Friday, December 25, 2009

Sad Christmas

Been trying to perk myself up but I can't.... it's a sad sad christmas...

Thursday, December 24, 2009

Crossroads

My Christmas wish would be that Spring will come. Hahahaha... *praypray*.

Saturday, December 19, 2009

Life Stinks


I took this picture in Homefix which is rather apt for me at the moment. Life STINKs. Ah gee.... I just watched Avatar and I think it's great. Makes me escape reality for a while and dream a little. Haven't been strolling down life and dream little dreams like I used to when I was younger. Things do seem so much simpler back then doesn't it? I remember I used to skip happily home after school across this huge green field in Serangoon. It feels really great to do that especially after it rains and the air is cool. There will be little birds bathing happily in the puddles that form and dragonflies flitting all over the field. And I felt happy.

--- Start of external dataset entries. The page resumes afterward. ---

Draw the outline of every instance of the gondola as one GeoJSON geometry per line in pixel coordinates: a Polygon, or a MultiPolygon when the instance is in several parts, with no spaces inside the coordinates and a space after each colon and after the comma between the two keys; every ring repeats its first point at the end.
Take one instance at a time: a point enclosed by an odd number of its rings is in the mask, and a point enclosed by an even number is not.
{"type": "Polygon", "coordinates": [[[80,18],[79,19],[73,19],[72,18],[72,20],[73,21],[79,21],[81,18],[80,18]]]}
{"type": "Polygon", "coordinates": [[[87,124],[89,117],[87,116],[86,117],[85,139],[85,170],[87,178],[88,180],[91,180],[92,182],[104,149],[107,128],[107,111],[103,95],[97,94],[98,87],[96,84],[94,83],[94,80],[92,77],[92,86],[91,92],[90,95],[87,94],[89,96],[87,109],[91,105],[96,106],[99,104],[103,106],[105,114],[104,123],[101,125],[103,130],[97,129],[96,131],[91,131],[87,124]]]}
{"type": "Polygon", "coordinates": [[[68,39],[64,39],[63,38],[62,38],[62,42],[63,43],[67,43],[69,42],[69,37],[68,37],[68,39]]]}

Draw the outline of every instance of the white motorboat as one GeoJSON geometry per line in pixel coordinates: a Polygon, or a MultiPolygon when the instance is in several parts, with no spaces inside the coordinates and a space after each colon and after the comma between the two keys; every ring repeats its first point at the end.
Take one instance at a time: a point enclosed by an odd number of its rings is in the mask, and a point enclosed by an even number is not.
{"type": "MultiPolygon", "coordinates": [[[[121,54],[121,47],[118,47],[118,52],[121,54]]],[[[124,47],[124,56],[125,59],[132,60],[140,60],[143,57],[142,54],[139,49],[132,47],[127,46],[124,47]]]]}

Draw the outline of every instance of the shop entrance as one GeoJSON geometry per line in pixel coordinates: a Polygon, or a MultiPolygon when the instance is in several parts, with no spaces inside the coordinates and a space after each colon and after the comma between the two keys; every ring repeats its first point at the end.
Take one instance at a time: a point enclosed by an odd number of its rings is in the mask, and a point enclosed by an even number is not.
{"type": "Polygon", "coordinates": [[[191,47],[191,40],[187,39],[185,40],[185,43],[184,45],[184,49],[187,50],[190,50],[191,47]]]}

But now that field is gone and they have built a huge big concrete mall over it, filled with the same boring shops and soon once everything is up, the place will be filled with the same mindless zombiefied lonely humans spending another mindless weekend trekking the malls with nothing better to do. And nope... there will be no more little birds and dragonflies and geeky little me prancing happily across that field no more.

Sometimes I wonder why we are doing what we are doing now for... Mass produced by our education system to fit into roles that are needed. Used by money grubbing corporations to milk us into enslaving ourselves to produce even more money for them. And the problem is we are so poisoned by what we are taught since young that we can't retaliate. Am I making sense? I am not sure. But I think the world is not a pretty place.

I'm tired.

Thursday, December 17, 2009

Words of Wisdom from a Little Brother

Iuhiz says:
i no know about working life.. but i just know that its ok to fail and its even better to fail often becos only then can u become successful faster

1am

1am and still awake... Haven't been so sad in a long time.

Wednesday, December 16, 2009

A Little Fall of Rain

Can hardly hurt me now....

Gotto stop crying and be strong! Jia you gogo. But I'm so tired.

God give me strength.

Sunday, December 13, 2009

I DID IT! :D

Hiak hiak hiak. Had my first solo performance in a public area yesterday. Feel rather proud of myself. Even though a few days before, I contemplated feigning sickness in order to escape this. It's a showcase of the schools students. I sang my exam piece which is an art song... damn boring. I think the audience fell asleep... but I'm still glad I did it :D. Yippee!